Lluís Bassets
Es dudoso que sirvan los fríos datos. Pero ahí van algunos. En ocho días, cerca de 1.500 heridos y más de 200 víctimas mortales, de los que el 46 por ciento niños y mujeres, según cifras de Naciones Unidas. En el minúsculo territorio de Gaza uno de cada dos habitantes es menor de 18 años. Son altas las posibilidades de que los disparos alcancen a una familia palestina en vez de un dirigente de Hamas o una de las lanzaderas desde donde se ataca a Israel.
No hay simetrías. La Cúpula de Acero y los patriots interceptan prácticamente todos los disparos de Hamas y Yihad Islámica. De un lado, hay un Estado protector concentrado en defender la seguridad de sus ciudadanos; del otro, unos ciudadanos sin nadie que les proteja, sometidos a la dictadura del islam radical y al fuego desproporcionado y desconsiderado del único Estado legítimo que se conoce en la zona. Sabemos cuándo y cómo empezó, a impulsos del asesinato racista de tres adolescentes israelíes primero y de un joven palestino a continuación; y cómo todo fue enredándose gracias al oportunismo de los dirigentes de ambos lados. Tras destruir el proceso de paz, impedir el gobierno de unidad palestina, proseguir con la colonización de Cisjordania y evitar que la Autoridad Palestina apele a la justicia internacional, ¿queda algún margen para la política?

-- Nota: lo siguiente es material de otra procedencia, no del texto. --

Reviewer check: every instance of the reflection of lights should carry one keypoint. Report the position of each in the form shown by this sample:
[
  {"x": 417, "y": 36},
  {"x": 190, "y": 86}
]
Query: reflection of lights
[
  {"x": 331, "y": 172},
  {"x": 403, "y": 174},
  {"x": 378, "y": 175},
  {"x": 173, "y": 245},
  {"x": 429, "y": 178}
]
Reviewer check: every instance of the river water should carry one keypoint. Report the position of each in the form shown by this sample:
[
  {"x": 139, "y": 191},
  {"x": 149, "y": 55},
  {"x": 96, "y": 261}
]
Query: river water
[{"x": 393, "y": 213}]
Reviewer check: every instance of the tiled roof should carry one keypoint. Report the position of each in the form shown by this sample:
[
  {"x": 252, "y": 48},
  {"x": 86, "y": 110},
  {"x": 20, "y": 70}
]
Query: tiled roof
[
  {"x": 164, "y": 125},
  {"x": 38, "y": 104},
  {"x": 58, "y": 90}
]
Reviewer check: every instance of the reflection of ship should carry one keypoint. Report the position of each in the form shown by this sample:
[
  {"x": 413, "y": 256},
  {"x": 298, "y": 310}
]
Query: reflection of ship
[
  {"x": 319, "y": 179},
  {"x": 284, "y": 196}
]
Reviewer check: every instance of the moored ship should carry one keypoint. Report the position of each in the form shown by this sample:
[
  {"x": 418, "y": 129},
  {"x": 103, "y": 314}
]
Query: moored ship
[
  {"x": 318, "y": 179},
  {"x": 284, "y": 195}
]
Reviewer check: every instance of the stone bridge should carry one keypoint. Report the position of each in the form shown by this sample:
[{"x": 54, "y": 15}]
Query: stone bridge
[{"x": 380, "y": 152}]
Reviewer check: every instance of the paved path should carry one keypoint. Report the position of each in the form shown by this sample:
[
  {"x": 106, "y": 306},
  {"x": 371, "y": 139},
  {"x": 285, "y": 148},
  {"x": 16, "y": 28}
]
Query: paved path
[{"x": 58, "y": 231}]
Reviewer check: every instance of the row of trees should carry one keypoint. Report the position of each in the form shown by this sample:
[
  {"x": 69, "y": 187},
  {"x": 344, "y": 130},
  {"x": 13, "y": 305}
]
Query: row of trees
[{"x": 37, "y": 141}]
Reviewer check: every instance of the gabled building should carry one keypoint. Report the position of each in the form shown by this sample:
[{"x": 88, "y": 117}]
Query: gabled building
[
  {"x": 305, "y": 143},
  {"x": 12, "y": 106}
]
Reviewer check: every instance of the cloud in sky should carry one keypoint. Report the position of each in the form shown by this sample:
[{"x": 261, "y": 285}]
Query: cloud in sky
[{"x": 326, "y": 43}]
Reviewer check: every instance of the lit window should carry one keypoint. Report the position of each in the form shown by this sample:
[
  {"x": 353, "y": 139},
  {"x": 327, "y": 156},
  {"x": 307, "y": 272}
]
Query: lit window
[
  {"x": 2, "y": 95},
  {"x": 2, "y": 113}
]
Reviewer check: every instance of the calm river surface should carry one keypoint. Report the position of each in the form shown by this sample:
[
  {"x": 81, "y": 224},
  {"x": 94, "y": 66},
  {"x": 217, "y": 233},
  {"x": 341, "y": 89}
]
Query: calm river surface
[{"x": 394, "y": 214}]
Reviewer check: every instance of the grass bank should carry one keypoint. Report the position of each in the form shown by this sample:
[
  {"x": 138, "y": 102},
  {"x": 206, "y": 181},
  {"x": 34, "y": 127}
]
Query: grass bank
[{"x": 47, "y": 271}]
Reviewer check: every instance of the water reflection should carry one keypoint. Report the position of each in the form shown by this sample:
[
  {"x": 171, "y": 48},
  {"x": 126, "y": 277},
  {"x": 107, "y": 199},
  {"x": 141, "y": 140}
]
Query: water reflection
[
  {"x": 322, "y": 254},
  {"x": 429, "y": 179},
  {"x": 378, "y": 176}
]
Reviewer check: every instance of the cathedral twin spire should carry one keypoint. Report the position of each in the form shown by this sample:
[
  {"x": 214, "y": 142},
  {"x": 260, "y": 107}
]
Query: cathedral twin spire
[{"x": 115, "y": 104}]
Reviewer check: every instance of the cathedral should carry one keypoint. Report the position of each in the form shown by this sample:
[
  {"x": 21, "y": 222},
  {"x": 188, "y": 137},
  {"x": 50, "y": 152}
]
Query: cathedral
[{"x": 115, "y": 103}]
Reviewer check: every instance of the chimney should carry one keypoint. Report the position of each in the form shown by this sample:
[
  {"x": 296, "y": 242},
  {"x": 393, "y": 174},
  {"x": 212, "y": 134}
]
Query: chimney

Junto a los datos, una historia moral contada por su protagonista, un israelí de 60 años, llamado Avraham. Su madre, nacida en Hebrón, sobrevivió hace 85 años a una matanza de judíos en manos de extremistas árabes. Como los muertos de ahora, ella era también una niña, pero se salvó gracias a su nodriza árabe y a una familia que la escondió en su casa. Avraham no puede quitársela de la cabeza cuando se acerca a dar el pésame a los familiares de Mohamed Abu Khdeir, de 16 años, secuestrado y asesinado, quemado vivo, en Shoafat, su barrio de Jerusalén Este.
Avraham piensa en la descendencia perdida de Mohamed. En los hijos que ya no tendrá. Si los asesinos árabes de Hebrón hubieran dado con aquella pequeña niña judía de siete años, Avraham no estaría aquí ahora para contarlo y para compadecerse por la muerte de los niños palestinos. Su madre, ya fallecida, jamás odió a los árabes e incluso se alegró de que sus nietos alistados en el ejército no fueran pilotos de caza: "¿Te imaginas que mi nieto pudiera bombardear a inocentes?", le decía.
Lo sabemos por su hijo, Avraham Burg. Por su artículo de esta pasada semana en Haarezt, titulado Cómo Shoafat 2014 mató el legado de esperanza y de gratitud de Hebrón 1929 o por su libro memorialístico Vencer a Hitler. Burg ha sido diputado y presidente de la Knesset, de la Agencia Judía y de la Organización Sionista Mundial, y ahora milita por la paz y por los derechos de los palestinos. "Mi madre –ha escrito– es a mis ojos la encarnación del heroísmo judío supremo, respetuoso de una tradición que considera un verdadero héroe a quien hace de su enemigo un amigo".